[Date Prev][Date Next][Thread Prev][Thread Next][Date Index][Thread Index]
Proposal for High level sftp api for uploads and downloads

[Thread Prev] | [Thread Next]
Subject: Proposal for High level sftp api for uploads and downloads
From: Eshan Kelkar <eshankelkar@xxxxxxxxxxxxx>
Reply-to: libssh@xxxxxxxxxx
Date: Wed, 31 May 2023 13:08:49 +0530
To: libssh@xxxxxxxxxx
Libssh needs a high level api for uploading and
downloading files. Functions like sftp_put() and
sftp_get() need to be introduced which the users
can call simply to upload and download files instead
of having to write their own functions to perform uploads
and downloads using the low level read/write api's.

This mail suggests approaches that can be followed
to develop that api.

Some terminology :
1. local_fd - is the file descriptor [obtained using open()
or creat()] of a file on the local machine of the user.

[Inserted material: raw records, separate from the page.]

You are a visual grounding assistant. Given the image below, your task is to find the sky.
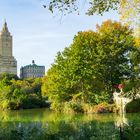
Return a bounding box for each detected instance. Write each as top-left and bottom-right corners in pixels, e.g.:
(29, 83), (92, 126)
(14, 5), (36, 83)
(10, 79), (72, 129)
(0, 0), (120, 76)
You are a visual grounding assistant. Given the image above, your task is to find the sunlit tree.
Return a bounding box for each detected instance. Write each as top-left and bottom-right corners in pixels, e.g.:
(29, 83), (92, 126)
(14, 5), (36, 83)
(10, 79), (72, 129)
(43, 20), (137, 105)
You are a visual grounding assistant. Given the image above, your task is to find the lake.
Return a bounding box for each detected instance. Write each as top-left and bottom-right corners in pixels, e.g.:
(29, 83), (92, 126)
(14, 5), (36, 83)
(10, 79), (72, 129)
(0, 108), (140, 140)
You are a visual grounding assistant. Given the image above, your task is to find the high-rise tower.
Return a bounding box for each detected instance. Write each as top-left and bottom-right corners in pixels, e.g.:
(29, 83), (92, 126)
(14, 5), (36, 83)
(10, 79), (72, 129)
(0, 21), (17, 75)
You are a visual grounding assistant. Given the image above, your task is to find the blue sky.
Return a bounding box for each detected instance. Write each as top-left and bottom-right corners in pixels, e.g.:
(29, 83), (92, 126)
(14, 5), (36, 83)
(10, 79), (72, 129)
(0, 0), (120, 75)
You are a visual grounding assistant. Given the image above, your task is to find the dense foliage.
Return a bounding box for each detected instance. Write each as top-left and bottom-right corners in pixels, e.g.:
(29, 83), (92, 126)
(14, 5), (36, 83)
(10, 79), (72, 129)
(43, 20), (140, 112)
(0, 73), (48, 110)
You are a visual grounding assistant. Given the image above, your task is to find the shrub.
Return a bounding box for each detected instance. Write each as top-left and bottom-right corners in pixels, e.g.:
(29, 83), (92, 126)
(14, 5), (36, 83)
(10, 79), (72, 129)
(93, 103), (115, 113)
(22, 95), (47, 109)
(7, 101), (21, 110)
(0, 100), (21, 110)
(51, 101), (64, 112)
(126, 99), (140, 113)
(64, 101), (84, 113)
(81, 103), (95, 113)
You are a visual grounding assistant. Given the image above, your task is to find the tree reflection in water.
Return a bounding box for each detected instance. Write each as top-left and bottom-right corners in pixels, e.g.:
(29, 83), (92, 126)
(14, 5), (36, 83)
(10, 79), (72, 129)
(0, 110), (140, 140)
(0, 121), (120, 140)
(115, 114), (140, 140)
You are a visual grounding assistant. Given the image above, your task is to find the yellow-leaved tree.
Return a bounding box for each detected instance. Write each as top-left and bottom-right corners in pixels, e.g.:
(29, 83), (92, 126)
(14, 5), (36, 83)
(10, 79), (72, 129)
(120, 0), (140, 47)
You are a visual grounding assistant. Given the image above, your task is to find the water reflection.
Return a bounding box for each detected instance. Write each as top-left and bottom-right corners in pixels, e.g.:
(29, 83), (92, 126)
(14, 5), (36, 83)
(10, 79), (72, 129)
(0, 109), (140, 140)
(115, 114), (129, 127)
(115, 113), (140, 140)
(115, 114), (129, 140)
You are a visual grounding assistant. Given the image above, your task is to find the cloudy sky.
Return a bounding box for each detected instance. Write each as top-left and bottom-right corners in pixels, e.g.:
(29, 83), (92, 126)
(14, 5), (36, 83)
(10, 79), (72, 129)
(0, 0), (120, 75)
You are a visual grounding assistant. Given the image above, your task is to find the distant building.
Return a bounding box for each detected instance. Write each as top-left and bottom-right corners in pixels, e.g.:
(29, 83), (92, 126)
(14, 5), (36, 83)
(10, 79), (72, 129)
(20, 60), (45, 79)
(0, 21), (17, 75)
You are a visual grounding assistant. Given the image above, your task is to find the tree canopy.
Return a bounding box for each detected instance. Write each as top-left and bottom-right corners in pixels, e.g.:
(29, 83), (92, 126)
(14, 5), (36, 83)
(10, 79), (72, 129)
(43, 20), (139, 105)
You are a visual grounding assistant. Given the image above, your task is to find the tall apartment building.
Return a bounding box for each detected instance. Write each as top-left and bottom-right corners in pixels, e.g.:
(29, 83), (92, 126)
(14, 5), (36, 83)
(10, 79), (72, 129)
(0, 21), (17, 75)
(20, 60), (45, 79)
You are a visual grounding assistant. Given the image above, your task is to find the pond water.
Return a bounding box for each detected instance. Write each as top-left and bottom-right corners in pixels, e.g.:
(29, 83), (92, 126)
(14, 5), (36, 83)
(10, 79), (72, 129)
(0, 108), (140, 140)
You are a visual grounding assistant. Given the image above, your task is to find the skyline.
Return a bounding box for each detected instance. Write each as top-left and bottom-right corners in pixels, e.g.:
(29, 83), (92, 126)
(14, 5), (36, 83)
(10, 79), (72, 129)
(0, 0), (120, 75)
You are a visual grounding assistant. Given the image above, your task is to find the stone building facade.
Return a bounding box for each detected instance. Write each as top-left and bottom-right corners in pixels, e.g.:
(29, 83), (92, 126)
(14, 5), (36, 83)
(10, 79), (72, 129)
(0, 21), (17, 75)
(20, 60), (45, 79)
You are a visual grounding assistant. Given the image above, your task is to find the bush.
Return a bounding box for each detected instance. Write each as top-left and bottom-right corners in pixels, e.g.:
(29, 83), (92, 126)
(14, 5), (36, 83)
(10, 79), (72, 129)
(64, 101), (84, 113)
(51, 100), (115, 114)
(126, 99), (140, 113)
(51, 101), (64, 112)
(7, 101), (21, 110)
(22, 95), (47, 109)
(82, 103), (96, 113)
(0, 100), (21, 110)
(93, 103), (115, 113)
(0, 95), (48, 110)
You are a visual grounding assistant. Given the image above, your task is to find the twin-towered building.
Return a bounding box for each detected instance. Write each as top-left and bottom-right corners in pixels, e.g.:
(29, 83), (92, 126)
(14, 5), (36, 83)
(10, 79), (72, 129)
(0, 21), (45, 78)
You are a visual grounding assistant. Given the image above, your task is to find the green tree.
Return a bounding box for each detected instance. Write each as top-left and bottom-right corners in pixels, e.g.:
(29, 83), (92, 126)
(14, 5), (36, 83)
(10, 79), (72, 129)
(123, 46), (140, 99)
(0, 74), (47, 110)
(44, 31), (104, 103)
(43, 20), (135, 105)
(95, 20), (134, 91)
(0, 73), (19, 86)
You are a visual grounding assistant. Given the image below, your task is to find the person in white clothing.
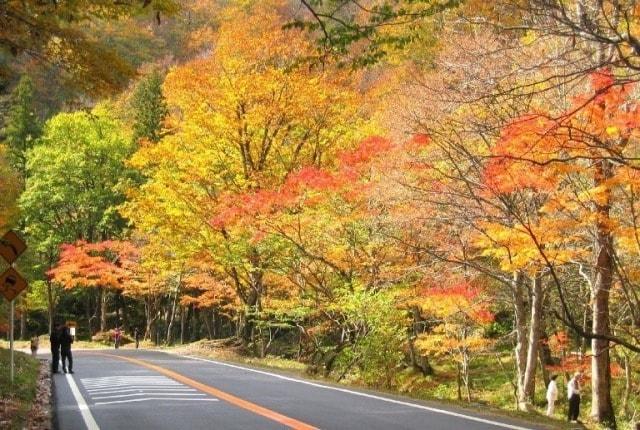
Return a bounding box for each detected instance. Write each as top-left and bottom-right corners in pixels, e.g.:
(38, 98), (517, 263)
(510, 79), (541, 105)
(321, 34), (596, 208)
(567, 372), (582, 422)
(546, 374), (559, 416)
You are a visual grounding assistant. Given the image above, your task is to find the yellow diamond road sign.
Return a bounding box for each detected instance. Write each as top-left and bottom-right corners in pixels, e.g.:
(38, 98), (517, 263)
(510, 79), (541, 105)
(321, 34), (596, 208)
(0, 267), (28, 302)
(0, 231), (27, 265)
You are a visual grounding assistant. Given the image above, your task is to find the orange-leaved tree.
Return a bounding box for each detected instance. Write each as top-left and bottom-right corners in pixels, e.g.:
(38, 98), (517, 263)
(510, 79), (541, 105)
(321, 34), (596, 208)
(49, 241), (139, 333)
(414, 281), (495, 402)
(482, 69), (640, 426)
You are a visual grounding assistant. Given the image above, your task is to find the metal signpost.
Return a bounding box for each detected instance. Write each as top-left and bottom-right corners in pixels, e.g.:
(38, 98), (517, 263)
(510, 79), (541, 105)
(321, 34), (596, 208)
(0, 230), (28, 383)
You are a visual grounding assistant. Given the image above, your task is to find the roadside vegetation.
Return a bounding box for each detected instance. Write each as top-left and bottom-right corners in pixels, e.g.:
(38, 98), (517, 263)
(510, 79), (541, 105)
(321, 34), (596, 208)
(168, 340), (576, 429)
(0, 349), (39, 429)
(2, 1), (640, 429)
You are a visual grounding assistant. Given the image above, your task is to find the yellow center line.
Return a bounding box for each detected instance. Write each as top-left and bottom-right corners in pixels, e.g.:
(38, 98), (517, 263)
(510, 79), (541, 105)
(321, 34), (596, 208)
(83, 352), (319, 430)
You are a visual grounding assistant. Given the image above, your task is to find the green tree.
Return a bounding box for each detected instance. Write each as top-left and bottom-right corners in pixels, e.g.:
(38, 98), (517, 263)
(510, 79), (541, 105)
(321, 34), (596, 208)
(131, 71), (168, 144)
(19, 105), (133, 329)
(21, 105), (132, 248)
(4, 75), (41, 182)
(3, 75), (42, 339)
(0, 144), (19, 231)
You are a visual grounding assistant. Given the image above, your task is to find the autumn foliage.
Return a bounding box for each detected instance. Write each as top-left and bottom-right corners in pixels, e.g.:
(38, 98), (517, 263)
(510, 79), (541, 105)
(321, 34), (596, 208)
(26, 2), (640, 426)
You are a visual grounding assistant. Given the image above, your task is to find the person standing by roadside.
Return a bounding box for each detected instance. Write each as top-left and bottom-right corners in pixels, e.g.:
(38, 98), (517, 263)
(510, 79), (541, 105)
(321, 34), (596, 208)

2.  remote_file  - is a sftp file handle [obtained using
sftp_open()] of a file on the connected server.

3. concurrent_requests -  This is the number of requests
we initially issue before trying to get the responses.

Say you are downloading and you have 20 concurrent
requests, this means that first we have issued 20 read
requests, and then when we are trying to get/wait for the
response of the first request, the server may be processing
or may have processed the other 19 requests (This is the
advantage of asynchronous request-response pattern over
synchronous request-response where we would have issued
the next request [and server would have processed it] only
after getting a response of the first request).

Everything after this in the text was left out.